Le 14, l’expédition reprend vers l’amont de la rivière Benut, malgré les efforts du batin pour les en dissuader. Vous ne passerez pas, les a-t-il mis en garde. « Là ou un autre homme est passé, je passerai. ». Pierre Favre repart avec cinq Jakuns pour porter les bagages, à cause de la difficulté du terrain. « Nous poursuivons notre chemin, ayant le plus souvent de l’eau boueuse jusqu’aux genoux ; un peu plus loin elle atteint la ceinture, et finalement nous nous retrouvons dans la boue et l’eau jusqu’à la poitrine. Aussi, je commençe à croire, que ce que le batin m’a dit, est vrai, mais avant de rebrousser chemin, je demande à mes guides si la profondeur du bourbier va encore augmenter, et ils répondent que nous sommes alors à l’endroit le plus profond, nous continuons donc notre chemin, et une demi-heure plus tard nous nous retrouvons au sec. Nous sommes sur un bon chemin, mais cela ne dure pas, à peine une demi-heure plus tard, nous entrons à nouveau dans la boue. En l’absence d’un sentier nous suivons un petit ruisseau boueux. Ni la boue, ni l’eau n’atteignent pourtant le genou, et nous pourrions marcher assez vite si nous n’avions rencontré un autre obstacle. Ce sont les épines du palmier à rotin qui pousse ici en abondance. Les branches sont couvertes d’épines dans lesquelles les vêtements s’accrochent de tous côtés, et rendent la progression très difficile. »
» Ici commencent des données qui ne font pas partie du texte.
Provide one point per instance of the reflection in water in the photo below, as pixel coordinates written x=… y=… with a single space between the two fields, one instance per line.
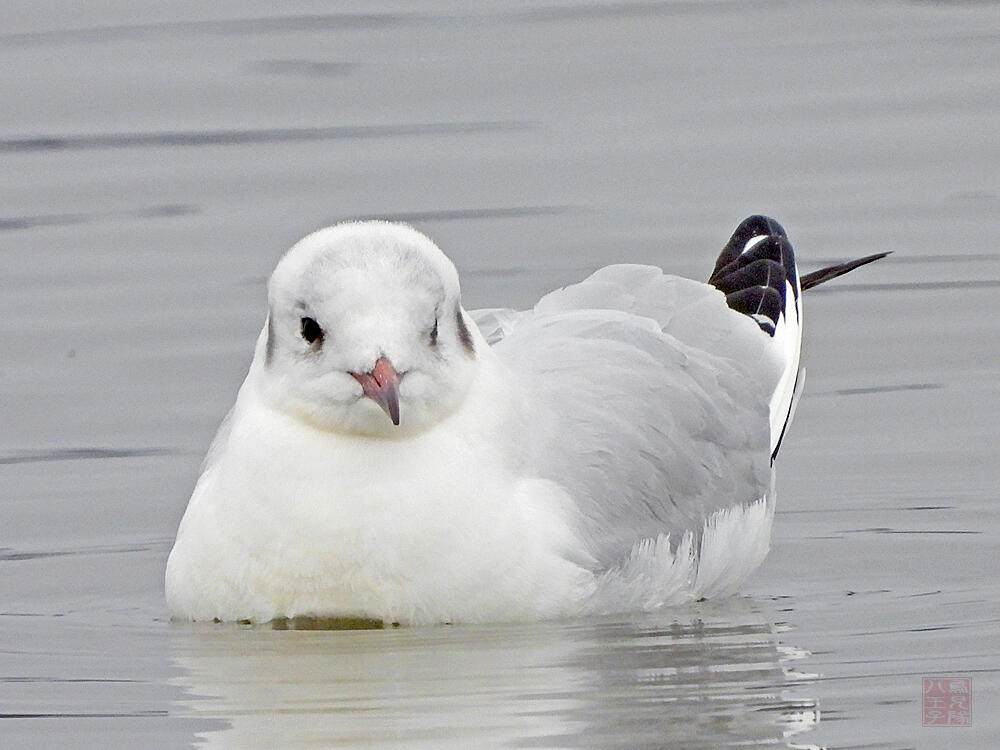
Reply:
x=708 y=676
La rencontre avec un tigre

Tigre de Malaisie

À trois heures la troupe arrive finalement dans un village Jakun : trois maisons, cinq familles et dix-huit personnes. Ils cultivent des arbres fruitiers, comme le mangoustanier (Garcinia mangostana) et le pokok cempedak (Artocarpus integer), mais aussi le palmier à bétel (Areca catechu), la canne à sucre et le riz. Sans doute le village le plus agréable et prospère rencontré par nos voyageurs, l’arrivée est l’occasion de faire la fête. On tue un poulet, on cuit des gâteaux et on chante en s’accompagnant de tambourins. Le village le plus proche, celui du batin, est derrière eux, à un jour de marche. Le prochain village, devant eux, sur la Benut, est à trois jours de marche. Départ le lendemain matin avec un poulet et des légumes en échange de quelques cadeaux. Le temps est beau jusqu’à l’arrivée de l’orage vers quatorze heures. Rapidement les Jakuns érigent un abri couvert de feuilles et allument un feu. La pluie continue jusqu’au soir. Dans la nuit, visite d’un tigre qui longe l’abri, heureusement sans s’arrêter. Le lendemain, on marche toute la journée et on passe la nuit en pleine forêt sous un abri identique.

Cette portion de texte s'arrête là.